We also use technology to extend our conversations and elicit an emotional reaction. An example was our release of the 2016-17 schedule on Twitter with the sole use of emojis. The puzzle engaged and excited fans, created thousands of conversations, and went viral immediately, being picked up by ESPN and other sports media outlets. It was also on-brand and on-target.
CMO.com: So what is the Hawks versus Fans score?
Sorckoff: By creating a new story around the brand that is real and relevant to our audience and the city, we feel like the score is turning in our favor, which is always in the fans’ favor. We have seen significant growth in all of our key metrics and a lot more talk about the team.
CMO.com: What are the top marketing principles you strongly believe in that you think other CMOs should practice?
Sorckoff: In our business, we try not to lose sight that we are marketing to people. Data is a fantastic tool for insights, but in the end our product is a discretionary purchase. Logic is the enemy of an emotional buy.
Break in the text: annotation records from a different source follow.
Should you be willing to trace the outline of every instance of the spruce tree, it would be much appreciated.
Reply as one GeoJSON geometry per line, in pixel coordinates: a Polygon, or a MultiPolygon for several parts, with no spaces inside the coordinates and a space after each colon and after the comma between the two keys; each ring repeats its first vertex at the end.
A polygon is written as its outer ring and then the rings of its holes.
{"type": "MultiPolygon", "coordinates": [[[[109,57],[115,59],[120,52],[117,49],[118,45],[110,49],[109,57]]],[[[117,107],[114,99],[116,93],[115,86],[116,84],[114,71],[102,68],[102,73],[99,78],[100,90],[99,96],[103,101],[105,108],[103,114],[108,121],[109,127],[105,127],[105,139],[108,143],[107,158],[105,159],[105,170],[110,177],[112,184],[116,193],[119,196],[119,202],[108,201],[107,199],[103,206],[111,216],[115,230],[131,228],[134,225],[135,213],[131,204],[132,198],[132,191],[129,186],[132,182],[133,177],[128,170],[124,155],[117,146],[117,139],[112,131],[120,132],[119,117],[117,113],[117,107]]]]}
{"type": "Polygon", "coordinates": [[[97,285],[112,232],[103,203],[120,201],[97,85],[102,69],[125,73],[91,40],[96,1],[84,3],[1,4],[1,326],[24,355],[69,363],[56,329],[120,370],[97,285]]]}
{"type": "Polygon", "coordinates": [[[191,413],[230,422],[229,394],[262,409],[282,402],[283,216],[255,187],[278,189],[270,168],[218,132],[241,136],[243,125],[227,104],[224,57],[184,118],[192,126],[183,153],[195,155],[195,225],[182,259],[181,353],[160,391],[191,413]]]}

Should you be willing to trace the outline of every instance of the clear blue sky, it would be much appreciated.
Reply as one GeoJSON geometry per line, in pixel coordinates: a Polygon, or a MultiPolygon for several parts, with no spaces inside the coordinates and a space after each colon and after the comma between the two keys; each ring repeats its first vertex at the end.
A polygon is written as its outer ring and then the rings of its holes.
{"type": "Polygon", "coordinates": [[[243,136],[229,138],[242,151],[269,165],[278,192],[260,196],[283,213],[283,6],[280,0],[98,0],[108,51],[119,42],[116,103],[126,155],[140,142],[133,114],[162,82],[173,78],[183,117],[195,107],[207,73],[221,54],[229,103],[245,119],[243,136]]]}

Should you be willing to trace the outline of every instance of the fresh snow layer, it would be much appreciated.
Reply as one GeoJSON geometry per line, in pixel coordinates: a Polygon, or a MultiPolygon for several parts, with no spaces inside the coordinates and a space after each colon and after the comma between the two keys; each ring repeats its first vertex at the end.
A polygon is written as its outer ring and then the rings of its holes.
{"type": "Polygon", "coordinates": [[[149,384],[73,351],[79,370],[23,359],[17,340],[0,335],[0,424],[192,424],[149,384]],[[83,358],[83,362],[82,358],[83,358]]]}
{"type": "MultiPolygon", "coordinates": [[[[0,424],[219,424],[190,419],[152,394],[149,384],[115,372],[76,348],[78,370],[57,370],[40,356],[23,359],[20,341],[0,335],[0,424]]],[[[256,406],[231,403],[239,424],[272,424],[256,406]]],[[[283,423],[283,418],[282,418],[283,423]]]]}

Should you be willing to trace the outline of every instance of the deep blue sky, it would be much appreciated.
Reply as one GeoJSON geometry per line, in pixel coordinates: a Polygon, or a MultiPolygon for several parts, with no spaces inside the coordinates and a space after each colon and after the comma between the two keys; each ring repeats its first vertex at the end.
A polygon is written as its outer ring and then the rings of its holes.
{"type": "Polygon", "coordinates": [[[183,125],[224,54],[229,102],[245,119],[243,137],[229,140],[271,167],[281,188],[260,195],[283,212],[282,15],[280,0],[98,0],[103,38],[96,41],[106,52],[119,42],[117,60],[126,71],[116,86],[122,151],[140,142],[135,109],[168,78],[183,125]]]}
I genuinely believe that creative without strategy is art. Art is extremely subjective, and subjective things are easily dismissed. Everything we do has a strategy behind it, informed by data.
Wright: Marketing has to be interesting, relevant, and authentic to the influencer so they will pick it up, learn about it, and inculcate it into the way that they talk to their people. If you do this in the age of conversation, your marketing will work. Fail on any of these, and your marketing will fail.